Thorworld echoes that sentiment by advising that end users should make sure that all the equipment suggested by suppliers is produced under strict quality controls that ensure the highest European health and safety standards. It is a fact that an increasing amount of material handling equipment that does not carry the official CE mark or meet European quality and safety standards is now entering Britain, particularly from eastern Europe and Asia.
Using inferior materials handling and loading bay equipment could pose a threat to the health and safety of personnel. As an example, John Meale, MD of Thorworld Industries, says “I have seen a new loading ramp made in eastern Europe that was totally unsafe to use.” The ramp, which did not have a CE mark, was a major health and safety hazard in John’s view. Given that loading bays account for about 25% of all factory and warehouse incidents, personnel could do without extra safety hazards based on skimping procurement issues.
One of the most common causes of accidents is premature vehicle departure from the dock or vehicle creep which leads to the dock leveller lip losing contact with the vehicle bed. To counter this, Hormann has launched its new Wheelblocker. The device keeps the truck and trailer securely locked against the dock, only releasing the trailer when the handling operation is complete.
Sara additionally offers a traffic management system which ensures that the loading bay door is closed until the vehicle is docked and that the door is also closed before the vehicle is signalled to depart. This not only provides a safe barrier for the warehouse workers but also provides energy savings as the door is open for the shortest period.
Energy savings and improved safety are also hallmarks of Easilift dock pods, which are complete stand-alone loading bay enclosures which can be installed directly onto a building’s external face. By maintaining loading/unloading functions within a separate and distinctly confined area there is no cross traffic to worry about and so it provides a major safety benefit.
There are two major causes that lead to inefficient loading bays – poor initial design and skimpy maintenance issues. Potential foul up points to look for at the design stage are:
1) Too steep a slope on the dock approach
2) Incorrect dock height
3) Wrong sealing products
4) Poor understanding of product sequencing and therefore traffic management
5) Low capital investment in products. Using the cheapest of anything rarely proves to be a wise investment in the long run.

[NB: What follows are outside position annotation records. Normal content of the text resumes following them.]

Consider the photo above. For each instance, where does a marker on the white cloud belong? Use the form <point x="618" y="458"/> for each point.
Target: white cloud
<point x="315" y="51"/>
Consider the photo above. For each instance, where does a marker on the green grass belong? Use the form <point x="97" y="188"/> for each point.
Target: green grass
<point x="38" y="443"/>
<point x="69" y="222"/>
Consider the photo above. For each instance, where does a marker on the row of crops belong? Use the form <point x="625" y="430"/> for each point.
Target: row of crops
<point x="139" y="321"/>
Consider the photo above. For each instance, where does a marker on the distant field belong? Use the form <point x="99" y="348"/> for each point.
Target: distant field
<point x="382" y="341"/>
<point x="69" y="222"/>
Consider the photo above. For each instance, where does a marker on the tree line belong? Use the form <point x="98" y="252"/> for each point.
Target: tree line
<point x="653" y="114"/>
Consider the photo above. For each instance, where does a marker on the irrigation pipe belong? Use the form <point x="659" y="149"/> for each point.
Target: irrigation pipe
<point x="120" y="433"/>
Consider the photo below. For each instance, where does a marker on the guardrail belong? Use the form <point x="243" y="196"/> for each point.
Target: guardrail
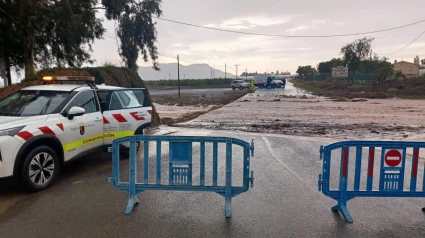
<point x="387" y="159"/>
<point x="180" y="163"/>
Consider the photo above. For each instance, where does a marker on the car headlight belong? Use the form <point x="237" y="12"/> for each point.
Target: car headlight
<point x="11" y="131"/>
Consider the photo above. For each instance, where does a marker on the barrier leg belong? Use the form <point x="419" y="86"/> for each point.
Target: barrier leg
<point x="228" y="205"/>
<point x="132" y="202"/>
<point x="228" y="189"/>
<point x="342" y="208"/>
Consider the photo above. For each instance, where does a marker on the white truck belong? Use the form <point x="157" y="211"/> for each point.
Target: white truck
<point x="43" y="127"/>
<point x="268" y="81"/>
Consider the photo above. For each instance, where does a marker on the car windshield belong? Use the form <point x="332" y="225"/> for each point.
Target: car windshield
<point x="31" y="103"/>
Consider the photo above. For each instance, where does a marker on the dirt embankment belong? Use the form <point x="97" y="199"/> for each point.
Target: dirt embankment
<point x="407" y="89"/>
<point x="192" y="102"/>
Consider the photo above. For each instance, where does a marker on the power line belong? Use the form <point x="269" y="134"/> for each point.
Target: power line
<point x="288" y="36"/>
<point x="167" y="56"/>
<point x="406" y="45"/>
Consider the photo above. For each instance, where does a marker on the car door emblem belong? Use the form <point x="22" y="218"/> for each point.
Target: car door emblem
<point x="82" y="128"/>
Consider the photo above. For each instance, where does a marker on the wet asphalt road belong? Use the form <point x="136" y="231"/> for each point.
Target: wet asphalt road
<point x="289" y="90"/>
<point x="155" y="92"/>
<point x="285" y="202"/>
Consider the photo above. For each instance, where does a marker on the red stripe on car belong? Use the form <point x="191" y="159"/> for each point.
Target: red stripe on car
<point x="46" y="130"/>
<point x="60" y="125"/>
<point x="119" y="117"/>
<point x="25" y="135"/>
<point x="105" y="121"/>
<point x="138" y="118"/>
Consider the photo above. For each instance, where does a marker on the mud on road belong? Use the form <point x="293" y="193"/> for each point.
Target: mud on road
<point x="319" y="117"/>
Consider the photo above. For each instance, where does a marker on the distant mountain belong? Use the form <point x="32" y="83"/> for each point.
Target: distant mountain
<point x="193" y="71"/>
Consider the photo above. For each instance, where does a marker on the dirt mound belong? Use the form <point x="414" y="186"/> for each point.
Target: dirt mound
<point x="109" y="75"/>
<point x="407" y="88"/>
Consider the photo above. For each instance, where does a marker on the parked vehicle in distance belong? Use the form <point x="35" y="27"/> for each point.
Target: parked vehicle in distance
<point x="239" y="84"/>
<point x="268" y="81"/>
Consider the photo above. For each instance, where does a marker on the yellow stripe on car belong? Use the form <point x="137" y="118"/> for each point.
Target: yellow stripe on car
<point x="88" y="140"/>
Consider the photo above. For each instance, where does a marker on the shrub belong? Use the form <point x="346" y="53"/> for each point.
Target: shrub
<point x="392" y="90"/>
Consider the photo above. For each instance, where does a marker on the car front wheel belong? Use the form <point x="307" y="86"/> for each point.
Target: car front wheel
<point x="39" y="169"/>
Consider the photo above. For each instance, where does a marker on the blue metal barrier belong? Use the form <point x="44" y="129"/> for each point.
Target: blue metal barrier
<point x="392" y="170"/>
<point x="180" y="167"/>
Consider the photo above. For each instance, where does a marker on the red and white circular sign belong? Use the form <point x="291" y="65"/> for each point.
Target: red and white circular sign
<point x="393" y="158"/>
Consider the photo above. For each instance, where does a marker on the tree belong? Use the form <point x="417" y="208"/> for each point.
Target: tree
<point x="384" y="69"/>
<point x="61" y="32"/>
<point x="356" y="52"/>
<point x="305" y="70"/>
<point x="326" y="66"/>
<point x="398" y="74"/>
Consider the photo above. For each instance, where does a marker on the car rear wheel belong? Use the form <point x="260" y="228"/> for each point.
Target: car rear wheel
<point x="39" y="169"/>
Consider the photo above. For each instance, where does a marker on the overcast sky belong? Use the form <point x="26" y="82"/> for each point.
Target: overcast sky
<point x="260" y="53"/>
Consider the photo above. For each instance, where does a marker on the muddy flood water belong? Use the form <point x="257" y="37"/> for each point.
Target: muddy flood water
<point x="292" y="111"/>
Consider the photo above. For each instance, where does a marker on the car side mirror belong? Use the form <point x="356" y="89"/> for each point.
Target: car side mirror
<point x="75" y="112"/>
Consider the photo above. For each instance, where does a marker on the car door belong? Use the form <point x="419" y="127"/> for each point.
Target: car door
<point x="127" y="112"/>
<point x="82" y="133"/>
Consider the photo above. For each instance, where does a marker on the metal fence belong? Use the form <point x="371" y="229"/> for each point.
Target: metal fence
<point x="178" y="163"/>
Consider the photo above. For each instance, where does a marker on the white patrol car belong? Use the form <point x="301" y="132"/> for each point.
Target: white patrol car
<point x="42" y="127"/>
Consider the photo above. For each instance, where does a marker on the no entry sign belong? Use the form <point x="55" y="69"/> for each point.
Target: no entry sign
<point x="393" y="158"/>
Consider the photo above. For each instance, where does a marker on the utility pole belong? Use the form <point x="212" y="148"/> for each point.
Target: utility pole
<point x="178" y="72"/>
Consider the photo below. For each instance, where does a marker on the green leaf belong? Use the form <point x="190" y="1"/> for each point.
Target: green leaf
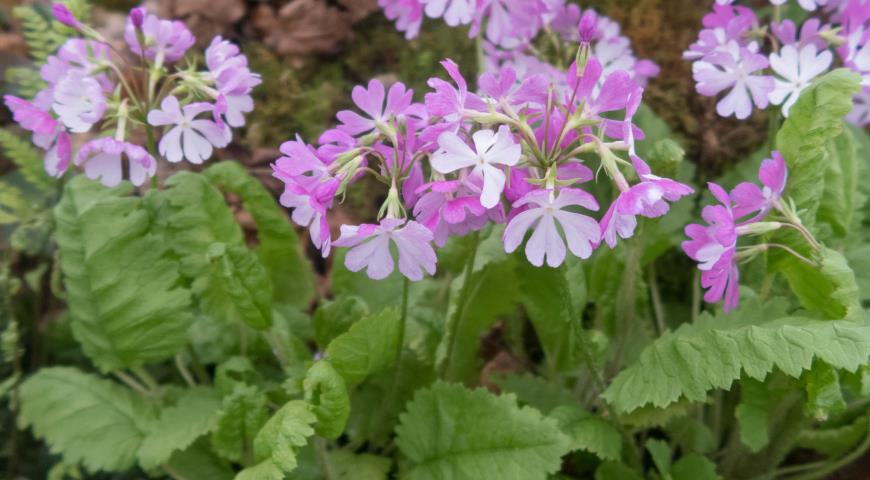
<point x="616" y="471"/>
<point x="536" y="392"/>
<point x="239" y="281"/>
<point x="179" y="426"/>
<point x="283" y="435"/>
<point x="334" y="317"/>
<point x="279" y="247"/>
<point x="350" y="466"/>
<point x="661" y="454"/>
<point x="325" y="390"/>
<point x="378" y="294"/>
<point x="479" y="310"/>
<point x="370" y="346"/>
<point x="830" y="290"/>
<point x="715" y="351"/>
<point x="813" y="121"/>
<point x="694" y="467"/>
<point x="839" y="198"/>
<point x="88" y="420"/>
<point x="753" y="414"/>
<point x="824" y="395"/>
<point x="588" y="432"/>
<point x="554" y="299"/>
<point x="241" y="416"/>
<point x="121" y="286"/>
<point x="198" y="461"/>
<point x="451" y="432"/>
<point x="229" y="279"/>
<point x="27" y="158"/>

On maintenance issues that can lead to poor loading bay efficiency levels Hormann’s Alan Jenkins, commercial director, industrial division, points to lack of training, no clear loading bay procedure, lack of maintenance to doors and levellers and general negligence. Sara adds that maintenance is still very much a poor relation on loading bays. Even with PUWER regulations it is still difficult to persuade some businesses that dock levellers and doors perform better and are safer if they are maintained twice a year.